Next Meeting Tuesday, November 20 at 3:30-5 pm

The next meeting of the Washington Oriental Ceramic Group will take place on Tuesday, November 20 at 3:30 pm in the Storage area of the Freer Gallery of Art. This gathering will be first in an series of looking carefully at major categories of Chinese ceramics. This hands-on session will focus on green-glazed or celadon wares, studying and handling pieces dating from the 7th century to the Qing dynasty. For security and space reasons only 15 members can participate. Attendance will be on a first come first serve basis. To RSVP contact David Rehfuss at 703 503-3195 or info@washingtonocg.org. For those so inclined we can extend the session over drinks at a near-by watering hole. _Please plan to assemble in the Freer foyer inside the Mall-side entrance NLT 3:25 pm._

Barnards dish

It is time to pay 2008 WOCG dues, which are $10.00. If you pay by check please make it out to David Rehfuss or to Cash. My bank will not accept checks made out to the WOCG or Washington Oriental Ceramic Group. Send the dues to me at 4321 Selkirk Drive, Fairfax, VA 22032 or pay at a WOCG meeting. Thanks.

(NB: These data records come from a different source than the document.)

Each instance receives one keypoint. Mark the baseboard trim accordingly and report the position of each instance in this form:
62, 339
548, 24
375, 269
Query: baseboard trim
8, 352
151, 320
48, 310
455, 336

Synopsis of the October 20 meeting: Virginia potter Rob Barnard discussed his widely respected work. Barnard was greatly influenced by his Japanese teacher and mentor YAGI Kazuo, the leader of the Sodeisha group of Japanese avant garde potters that after World War II broke away from the traditional Japanese preoccupation with useful vessels like tea bowls. Barnard uses commercially-purchased clays to produce two types of functional wares. Most of his work is austere, even severe wood-ash glazed stonewares. These he prefers and reflect his Japanese training. More recently Barnard has been producing unctuous white-glazed vessels in an oil-fired kiln. Barnard always seeks to push the creative envelope to a different level, as he is uncomfortable with staying in the same conceptual plane. This reflects Yagi's influence. That not withstanding, his work is deeply conservative and resides within a traditional Japanese aesthetic, as he "chases an illusive sense of beauty". The attachment is a Rob Barnard stoneware dish.